It is fitting, perhaps, that as the species causing all the problems, we're suffering the destruction of our habitat too, and we have experienced that loss in terrible ways. Ocean waters have warmed by a full degree Fahrenheit since 1970, and warmer water is like rocket fuel for typhoons and hurricanes. Two studies last year found that in the past 35 years the number of Category 4 and 5 hurricanes worldwide has doubled while the wind speed and duration of all hurricanes has jumped 50%. Since atmospheric heat is not choosy about the water it warms, tropical storms could start turning up in some decidedly nontropical places. "There's a school of thought that sea surface temperatures are warming up toward Canada," says Greg Holland, senior scientist for NCAR in Boulder. "If so, you're likely to get tropical cyclones there, but we honestly don't know."
WHAT WE CAN DO
So much for environmental collapse happening in so many places at once has at last awakened much of the world, particularly the 141 nations that have ratified the Kyoto treaty to reduce emissions--an imperfect accord, to be sure, but an accord all the same. The U.S., however, which is home to less than 5% of Earth's population but produces 25% of CO2 emissions, remains intransigent. Many environmentalists declared the Bush Administration hopeless from the start, and while that may have been premature, it's undeniable that the White House's environmental record--from the abandonment of Kyoto to the President's broken campaign pledge to control carbon output to the relaxation of emission standards--has been dismal. George W. Bush's recent rhetorical nods to America's oil addiction and his praise of such alternative fuel sources as switchgrass have yet to be followed by real initiatives.

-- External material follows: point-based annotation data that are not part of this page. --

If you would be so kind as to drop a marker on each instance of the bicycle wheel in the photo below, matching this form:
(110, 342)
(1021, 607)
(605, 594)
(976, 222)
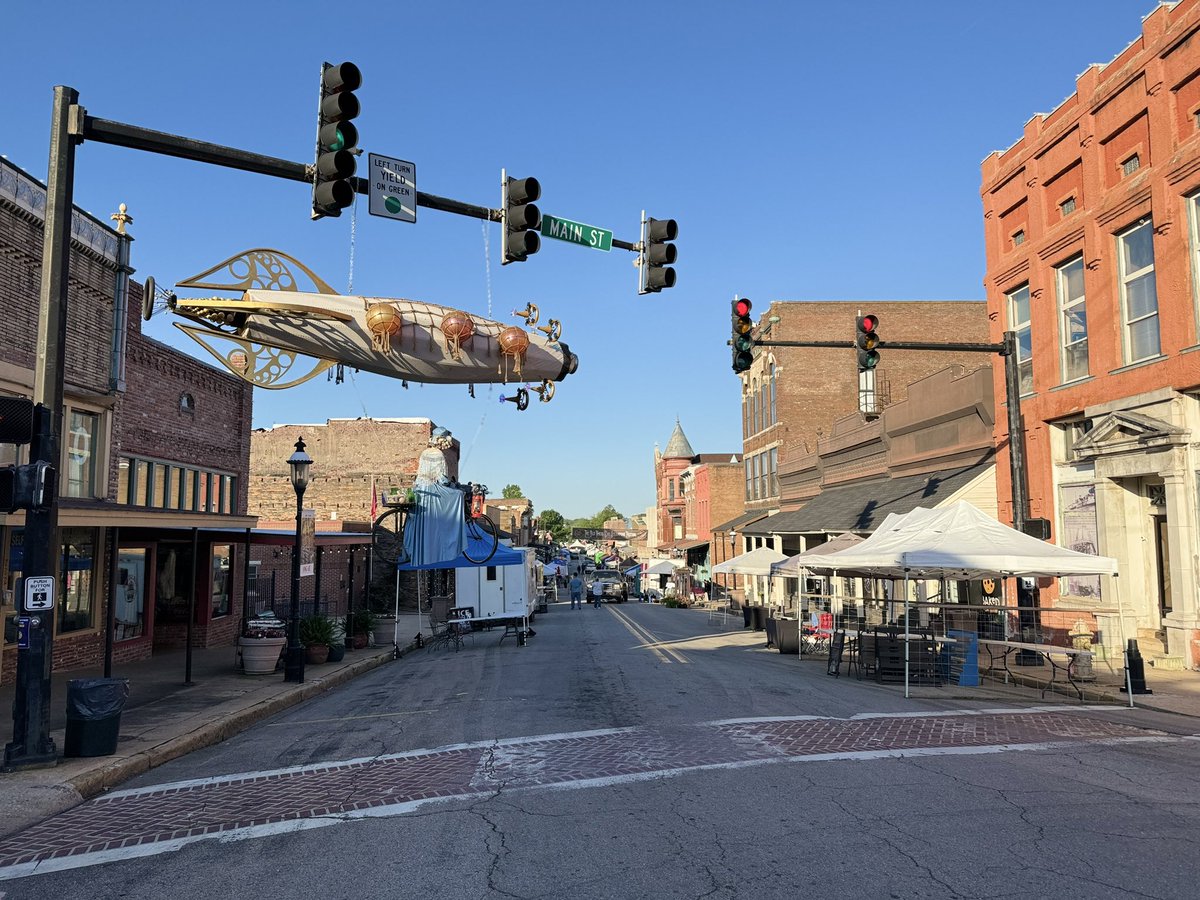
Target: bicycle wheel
(481, 539)
(388, 538)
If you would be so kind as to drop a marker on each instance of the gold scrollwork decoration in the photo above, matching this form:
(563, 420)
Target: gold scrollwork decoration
(259, 269)
(262, 365)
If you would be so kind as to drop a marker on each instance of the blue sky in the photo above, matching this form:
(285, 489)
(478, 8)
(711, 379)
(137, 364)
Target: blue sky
(809, 150)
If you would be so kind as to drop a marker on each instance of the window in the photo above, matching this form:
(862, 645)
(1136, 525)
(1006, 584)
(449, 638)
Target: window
(222, 581)
(76, 567)
(143, 483)
(1194, 237)
(1069, 277)
(1079, 532)
(1019, 322)
(1139, 295)
(131, 593)
(774, 418)
(81, 454)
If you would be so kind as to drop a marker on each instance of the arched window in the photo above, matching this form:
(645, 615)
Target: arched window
(774, 418)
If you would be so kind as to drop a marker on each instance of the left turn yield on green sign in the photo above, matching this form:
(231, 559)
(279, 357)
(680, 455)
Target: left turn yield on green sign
(393, 187)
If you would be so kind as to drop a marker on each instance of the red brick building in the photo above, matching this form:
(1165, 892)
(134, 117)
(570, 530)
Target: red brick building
(154, 450)
(1092, 226)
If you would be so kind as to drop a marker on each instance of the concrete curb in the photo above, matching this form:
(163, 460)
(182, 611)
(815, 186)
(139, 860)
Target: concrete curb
(96, 781)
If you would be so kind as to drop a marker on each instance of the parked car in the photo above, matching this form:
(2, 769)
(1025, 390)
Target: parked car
(615, 588)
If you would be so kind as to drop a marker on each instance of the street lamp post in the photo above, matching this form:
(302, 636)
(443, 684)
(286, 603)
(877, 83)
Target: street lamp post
(293, 663)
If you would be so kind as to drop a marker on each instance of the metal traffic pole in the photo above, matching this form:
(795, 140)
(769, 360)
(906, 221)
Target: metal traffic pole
(31, 743)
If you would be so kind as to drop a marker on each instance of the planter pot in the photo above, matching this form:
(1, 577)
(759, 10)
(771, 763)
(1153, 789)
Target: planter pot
(259, 655)
(316, 654)
(384, 633)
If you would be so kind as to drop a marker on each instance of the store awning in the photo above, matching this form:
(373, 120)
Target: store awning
(863, 507)
(737, 525)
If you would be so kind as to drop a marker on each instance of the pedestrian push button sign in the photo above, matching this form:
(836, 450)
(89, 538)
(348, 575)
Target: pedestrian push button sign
(40, 593)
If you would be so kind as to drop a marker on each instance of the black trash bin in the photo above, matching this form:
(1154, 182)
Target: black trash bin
(94, 715)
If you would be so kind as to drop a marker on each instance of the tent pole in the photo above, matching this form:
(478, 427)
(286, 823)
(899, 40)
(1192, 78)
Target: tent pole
(906, 641)
(1125, 652)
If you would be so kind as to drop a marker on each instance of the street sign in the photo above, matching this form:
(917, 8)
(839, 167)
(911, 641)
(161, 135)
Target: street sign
(393, 187)
(309, 543)
(39, 593)
(564, 229)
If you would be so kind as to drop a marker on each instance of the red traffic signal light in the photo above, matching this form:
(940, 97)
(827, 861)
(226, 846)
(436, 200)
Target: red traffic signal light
(867, 342)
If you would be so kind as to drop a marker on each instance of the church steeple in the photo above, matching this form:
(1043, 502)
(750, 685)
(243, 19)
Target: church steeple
(678, 445)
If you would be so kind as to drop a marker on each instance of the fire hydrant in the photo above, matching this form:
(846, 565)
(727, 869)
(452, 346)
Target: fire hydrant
(1081, 640)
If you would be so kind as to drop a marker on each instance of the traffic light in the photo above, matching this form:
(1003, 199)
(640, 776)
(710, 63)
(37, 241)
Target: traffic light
(658, 255)
(30, 486)
(16, 420)
(867, 342)
(336, 139)
(521, 219)
(741, 342)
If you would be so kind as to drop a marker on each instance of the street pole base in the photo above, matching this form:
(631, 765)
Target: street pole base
(293, 665)
(16, 759)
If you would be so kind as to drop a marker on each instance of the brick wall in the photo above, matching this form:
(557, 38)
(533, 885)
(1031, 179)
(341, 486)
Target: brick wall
(151, 421)
(816, 387)
(347, 455)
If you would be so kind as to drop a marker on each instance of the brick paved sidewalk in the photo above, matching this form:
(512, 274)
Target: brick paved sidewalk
(159, 819)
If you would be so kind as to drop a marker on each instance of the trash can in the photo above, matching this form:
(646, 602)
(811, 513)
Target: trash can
(94, 715)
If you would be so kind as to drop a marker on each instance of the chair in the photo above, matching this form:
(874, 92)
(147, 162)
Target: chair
(867, 664)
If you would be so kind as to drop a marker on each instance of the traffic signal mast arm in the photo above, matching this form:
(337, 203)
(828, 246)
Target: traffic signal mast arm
(893, 346)
(106, 131)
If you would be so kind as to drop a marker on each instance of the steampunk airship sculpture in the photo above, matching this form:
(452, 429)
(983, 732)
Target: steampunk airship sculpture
(285, 313)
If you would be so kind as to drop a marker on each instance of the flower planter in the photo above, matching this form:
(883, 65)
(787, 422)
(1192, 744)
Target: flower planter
(259, 655)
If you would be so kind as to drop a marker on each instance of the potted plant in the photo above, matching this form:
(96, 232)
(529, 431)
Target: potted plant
(316, 634)
(262, 642)
(337, 646)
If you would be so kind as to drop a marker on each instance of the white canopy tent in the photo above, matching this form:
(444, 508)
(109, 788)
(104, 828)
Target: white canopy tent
(757, 562)
(960, 541)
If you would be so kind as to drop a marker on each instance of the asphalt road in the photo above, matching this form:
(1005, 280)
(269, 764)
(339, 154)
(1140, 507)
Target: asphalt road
(639, 751)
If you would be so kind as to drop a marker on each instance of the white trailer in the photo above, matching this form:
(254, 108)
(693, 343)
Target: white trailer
(505, 594)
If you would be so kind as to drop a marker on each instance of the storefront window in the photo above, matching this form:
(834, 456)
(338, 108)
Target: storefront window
(131, 593)
(172, 579)
(141, 483)
(1080, 533)
(82, 454)
(222, 582)
(77, 564)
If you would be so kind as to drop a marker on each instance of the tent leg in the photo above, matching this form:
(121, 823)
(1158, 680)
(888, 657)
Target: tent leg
(906, 641)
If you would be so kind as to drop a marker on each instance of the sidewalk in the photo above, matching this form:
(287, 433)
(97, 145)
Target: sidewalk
(162, 720)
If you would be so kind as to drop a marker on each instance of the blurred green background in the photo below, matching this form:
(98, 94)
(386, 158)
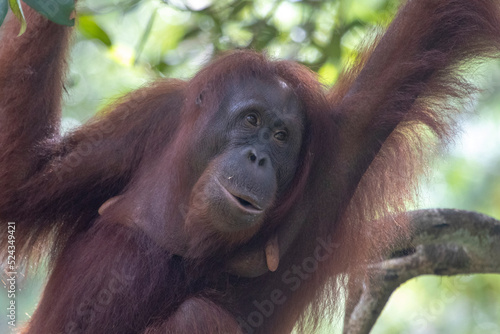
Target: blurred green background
(122, 44)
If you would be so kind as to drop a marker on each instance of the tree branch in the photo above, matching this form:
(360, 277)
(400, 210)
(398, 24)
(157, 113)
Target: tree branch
(443, 242)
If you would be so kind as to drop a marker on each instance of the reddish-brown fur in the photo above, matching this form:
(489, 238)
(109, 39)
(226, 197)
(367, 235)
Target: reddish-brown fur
(362, 153)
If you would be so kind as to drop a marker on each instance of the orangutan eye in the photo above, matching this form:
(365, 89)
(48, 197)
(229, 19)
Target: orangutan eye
(281, 135)
(252, 119)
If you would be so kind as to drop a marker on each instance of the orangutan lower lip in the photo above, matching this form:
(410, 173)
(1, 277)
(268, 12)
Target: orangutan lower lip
(244, 203)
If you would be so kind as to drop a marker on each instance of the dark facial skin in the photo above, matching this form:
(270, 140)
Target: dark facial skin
(253, 144)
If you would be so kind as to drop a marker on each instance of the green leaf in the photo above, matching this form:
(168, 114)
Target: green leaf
(58, 11)
(15, 5)
(144, 37)
(4, 7)
(90, 29)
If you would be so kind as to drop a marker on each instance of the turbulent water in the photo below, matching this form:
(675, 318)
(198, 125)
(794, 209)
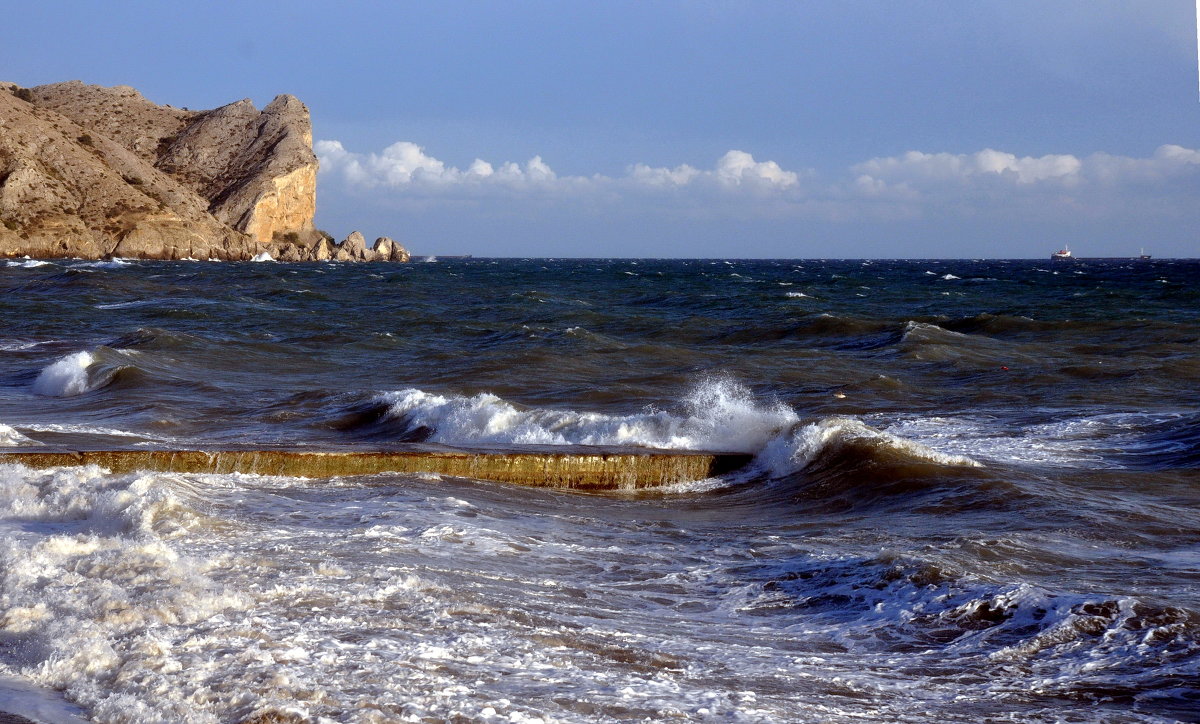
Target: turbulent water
(975, 494)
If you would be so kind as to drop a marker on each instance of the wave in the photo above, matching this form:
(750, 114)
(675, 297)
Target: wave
(718, 414)
(1084, 646)
(69, 377)
(85, 371)
(10, 437)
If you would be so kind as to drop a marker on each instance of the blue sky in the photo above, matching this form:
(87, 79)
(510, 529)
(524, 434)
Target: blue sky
(801, 129)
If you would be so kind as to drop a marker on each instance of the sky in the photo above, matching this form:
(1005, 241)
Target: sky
(853, 129)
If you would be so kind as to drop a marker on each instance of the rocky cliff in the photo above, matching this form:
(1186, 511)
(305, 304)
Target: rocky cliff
(97, 172)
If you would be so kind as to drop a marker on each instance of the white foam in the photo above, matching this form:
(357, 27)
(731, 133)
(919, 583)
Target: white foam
(10, 437)
(718, 414)
(66, 377)
(18, 346)
(114, 263)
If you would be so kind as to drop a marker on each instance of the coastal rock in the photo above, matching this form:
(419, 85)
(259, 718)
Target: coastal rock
(321, 251)
(95, 172)
(382, 249)
(353, 247)
(399, 253)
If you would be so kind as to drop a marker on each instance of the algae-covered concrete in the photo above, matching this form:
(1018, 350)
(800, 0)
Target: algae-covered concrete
(576, 471)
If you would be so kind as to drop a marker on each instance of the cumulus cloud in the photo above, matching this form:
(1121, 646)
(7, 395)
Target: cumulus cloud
(406, 165)
(989, 167)
(903, 186)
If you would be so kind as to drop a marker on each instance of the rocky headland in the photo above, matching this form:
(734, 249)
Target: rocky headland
(95, 172)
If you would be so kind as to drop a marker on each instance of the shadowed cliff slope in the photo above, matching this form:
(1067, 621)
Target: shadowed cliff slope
(93, 172)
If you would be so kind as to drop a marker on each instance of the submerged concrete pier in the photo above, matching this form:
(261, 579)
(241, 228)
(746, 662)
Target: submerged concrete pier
(591, 470)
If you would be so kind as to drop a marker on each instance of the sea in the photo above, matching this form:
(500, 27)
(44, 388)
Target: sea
(975, 492)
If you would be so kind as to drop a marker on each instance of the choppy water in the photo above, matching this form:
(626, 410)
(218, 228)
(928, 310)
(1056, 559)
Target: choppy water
(975, 496)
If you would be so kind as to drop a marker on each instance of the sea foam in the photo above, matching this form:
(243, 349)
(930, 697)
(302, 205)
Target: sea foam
(717, 414)
(66, 377)
(10, 437)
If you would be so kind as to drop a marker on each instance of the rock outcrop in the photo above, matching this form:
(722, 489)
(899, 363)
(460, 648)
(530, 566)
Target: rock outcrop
(99, 172)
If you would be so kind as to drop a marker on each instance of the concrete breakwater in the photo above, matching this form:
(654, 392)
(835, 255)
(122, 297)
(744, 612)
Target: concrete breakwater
(592, 471)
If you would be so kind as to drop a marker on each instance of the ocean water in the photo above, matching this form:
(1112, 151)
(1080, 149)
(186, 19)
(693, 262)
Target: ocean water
(975, 494)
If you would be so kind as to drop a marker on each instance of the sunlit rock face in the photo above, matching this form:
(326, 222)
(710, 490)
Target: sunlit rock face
(90, 172)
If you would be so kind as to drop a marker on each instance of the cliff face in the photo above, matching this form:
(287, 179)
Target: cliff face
(93, 172)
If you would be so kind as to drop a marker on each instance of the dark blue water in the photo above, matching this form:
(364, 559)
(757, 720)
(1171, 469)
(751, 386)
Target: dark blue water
(975, 494)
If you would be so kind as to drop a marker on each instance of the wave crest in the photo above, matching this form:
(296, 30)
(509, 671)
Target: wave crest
(717, 414)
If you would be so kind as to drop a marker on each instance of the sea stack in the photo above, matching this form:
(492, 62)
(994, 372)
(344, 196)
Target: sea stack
(96, 172)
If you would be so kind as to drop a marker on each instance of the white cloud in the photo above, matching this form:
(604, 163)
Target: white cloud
(905, 186)
(988, 163)
(405, 165)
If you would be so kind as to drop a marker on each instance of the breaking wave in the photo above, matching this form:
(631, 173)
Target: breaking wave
(718, 414)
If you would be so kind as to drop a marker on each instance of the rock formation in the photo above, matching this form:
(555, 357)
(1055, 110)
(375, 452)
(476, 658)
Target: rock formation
(99, 172)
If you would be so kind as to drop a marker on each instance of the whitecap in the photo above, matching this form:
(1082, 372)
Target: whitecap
(10, 437)
(66, 377)
(717, 414)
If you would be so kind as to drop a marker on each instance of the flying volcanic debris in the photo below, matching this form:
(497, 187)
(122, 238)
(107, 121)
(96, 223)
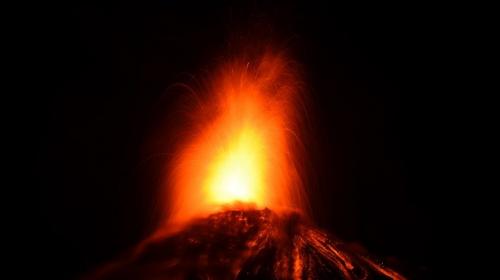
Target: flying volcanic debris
(235, 202)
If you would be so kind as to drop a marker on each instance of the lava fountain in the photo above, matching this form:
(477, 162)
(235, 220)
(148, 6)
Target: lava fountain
(236, 206)
(245, 146)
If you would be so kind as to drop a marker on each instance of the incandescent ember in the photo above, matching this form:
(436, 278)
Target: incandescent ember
(246, 244)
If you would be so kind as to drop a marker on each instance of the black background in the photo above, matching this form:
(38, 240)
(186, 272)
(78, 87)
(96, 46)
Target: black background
(102, 89)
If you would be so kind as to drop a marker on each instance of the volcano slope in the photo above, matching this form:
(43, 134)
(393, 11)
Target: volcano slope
(246, 244)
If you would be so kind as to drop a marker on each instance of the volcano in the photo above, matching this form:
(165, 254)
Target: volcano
(246, 244)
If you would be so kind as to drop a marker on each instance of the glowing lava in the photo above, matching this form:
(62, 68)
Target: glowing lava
(242, 142)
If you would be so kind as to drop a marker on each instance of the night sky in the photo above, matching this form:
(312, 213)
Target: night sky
(103, 78)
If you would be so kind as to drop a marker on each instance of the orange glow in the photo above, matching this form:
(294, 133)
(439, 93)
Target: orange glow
(241, 143)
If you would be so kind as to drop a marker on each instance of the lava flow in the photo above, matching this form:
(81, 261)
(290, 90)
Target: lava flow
(236, 201)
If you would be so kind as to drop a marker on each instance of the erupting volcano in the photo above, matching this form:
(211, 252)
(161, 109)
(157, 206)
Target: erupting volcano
(235, 201)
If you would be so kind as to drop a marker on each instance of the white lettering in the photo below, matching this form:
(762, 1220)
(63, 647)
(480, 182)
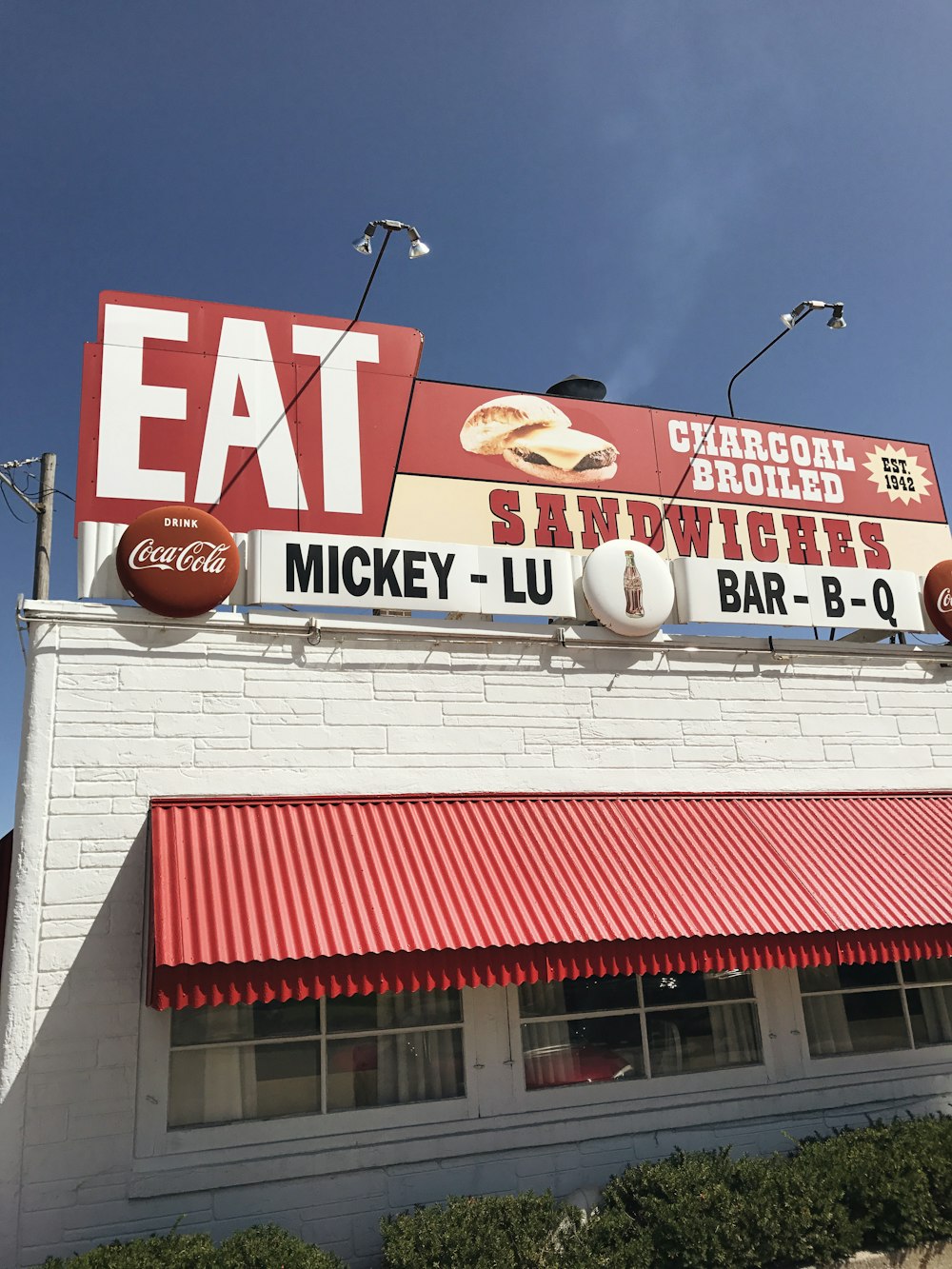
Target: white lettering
(800, 450)
(126, 400)
(678, 435)
(341, 415)
(777, 445)
(843, 464)
(246, 359)
(192, 557)
(704, 473)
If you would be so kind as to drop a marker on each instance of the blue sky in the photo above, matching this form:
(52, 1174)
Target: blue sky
(617, 188)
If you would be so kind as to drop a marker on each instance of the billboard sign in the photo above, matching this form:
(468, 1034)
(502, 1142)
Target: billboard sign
(299, 568)
(299, 424)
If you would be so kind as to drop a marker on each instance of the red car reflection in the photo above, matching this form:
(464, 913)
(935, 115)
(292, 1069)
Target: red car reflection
(563, 1063)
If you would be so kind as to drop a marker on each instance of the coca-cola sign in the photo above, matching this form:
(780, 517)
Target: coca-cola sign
(178, 561)
(937, 594)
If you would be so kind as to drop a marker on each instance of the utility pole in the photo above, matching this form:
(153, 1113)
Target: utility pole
(45, 526)
(44, 511)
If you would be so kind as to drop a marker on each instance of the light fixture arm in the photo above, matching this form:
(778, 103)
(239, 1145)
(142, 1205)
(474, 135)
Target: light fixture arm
(373, 270)
(790, 320)
(418, 247)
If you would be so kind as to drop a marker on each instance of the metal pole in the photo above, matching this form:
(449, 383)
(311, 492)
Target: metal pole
(45, 526)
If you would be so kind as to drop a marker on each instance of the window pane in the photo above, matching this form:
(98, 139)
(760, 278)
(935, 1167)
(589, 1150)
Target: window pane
(935, 970)
(682, 1041)
(392, 1009)
(582, 1051)
(243, 1081)
(288, 1079)
(295, 1018)
(931, 1016)
(863, 1021)
(838, 978)
(212, 1025)
(577, 997)
(684, 989)
(394, 1070)
(221, 1024)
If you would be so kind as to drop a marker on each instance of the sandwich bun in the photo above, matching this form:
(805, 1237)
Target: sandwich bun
(491, 427)
(559, 475)
(564, 457)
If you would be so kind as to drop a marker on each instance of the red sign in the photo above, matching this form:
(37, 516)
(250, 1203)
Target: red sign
(178, 561)
(937, 594)
(267, 419)
(479, 434)
(276, 420)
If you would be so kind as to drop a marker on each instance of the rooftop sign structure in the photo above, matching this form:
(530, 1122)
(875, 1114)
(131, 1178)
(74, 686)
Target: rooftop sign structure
(295, 424)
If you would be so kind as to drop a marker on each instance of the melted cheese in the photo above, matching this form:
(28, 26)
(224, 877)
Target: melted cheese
(562, 446)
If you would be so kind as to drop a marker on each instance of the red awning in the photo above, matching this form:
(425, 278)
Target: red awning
(285, 899)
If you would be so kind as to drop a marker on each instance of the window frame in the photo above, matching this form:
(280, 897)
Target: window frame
(878, 1060)
(323, 1039)
(647, 1089)
(155, 1138)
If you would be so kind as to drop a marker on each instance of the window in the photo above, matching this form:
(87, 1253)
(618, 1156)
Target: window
(874, 1008)
(314, 1056)
(588, 1031)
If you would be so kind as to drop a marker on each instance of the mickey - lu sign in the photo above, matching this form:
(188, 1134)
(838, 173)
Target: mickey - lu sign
(291, 423)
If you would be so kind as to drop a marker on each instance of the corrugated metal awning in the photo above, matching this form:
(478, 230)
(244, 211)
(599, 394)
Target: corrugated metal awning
(265, 899)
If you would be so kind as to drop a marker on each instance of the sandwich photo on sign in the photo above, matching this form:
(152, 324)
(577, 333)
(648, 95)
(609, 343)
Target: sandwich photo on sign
(537, 438)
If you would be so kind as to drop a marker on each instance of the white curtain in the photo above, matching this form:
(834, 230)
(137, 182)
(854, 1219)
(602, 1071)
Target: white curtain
(735, 1035)
(937, 1014)
(826, 1025)
(212, 1085)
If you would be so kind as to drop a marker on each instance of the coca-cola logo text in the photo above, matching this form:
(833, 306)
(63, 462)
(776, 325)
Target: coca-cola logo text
(193, 557)
(937, 595)
(178, 561)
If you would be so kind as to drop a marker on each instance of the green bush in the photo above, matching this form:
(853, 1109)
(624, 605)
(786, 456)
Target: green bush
(162, 1252)
(526, 1231)
(268, 1246)
(265, 1246)
(894, 1181)
(883, 1187)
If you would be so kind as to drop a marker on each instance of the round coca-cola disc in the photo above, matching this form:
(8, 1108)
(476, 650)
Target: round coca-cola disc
(178, 561)
(937, 594)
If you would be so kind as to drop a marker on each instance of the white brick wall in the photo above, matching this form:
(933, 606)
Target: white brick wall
(120, 715)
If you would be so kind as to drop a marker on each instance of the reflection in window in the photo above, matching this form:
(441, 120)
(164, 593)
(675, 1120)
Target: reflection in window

The anger surrounding all that exploded recently when NASA researcher Jim Hansen, director of the Goddard Institute for Space Studies and a longtime leader in climate-change research, complained that he had been harassed by White House appointees as he tried to sound the global-warming alarm. "The way democracy is supposed to work, the presumption is that the public is well informed," he told TIME. "They're trying to deny the science." Up against such resistance, many environmental groups have resolved simply to wait out this Administration and hope for something better in 2009.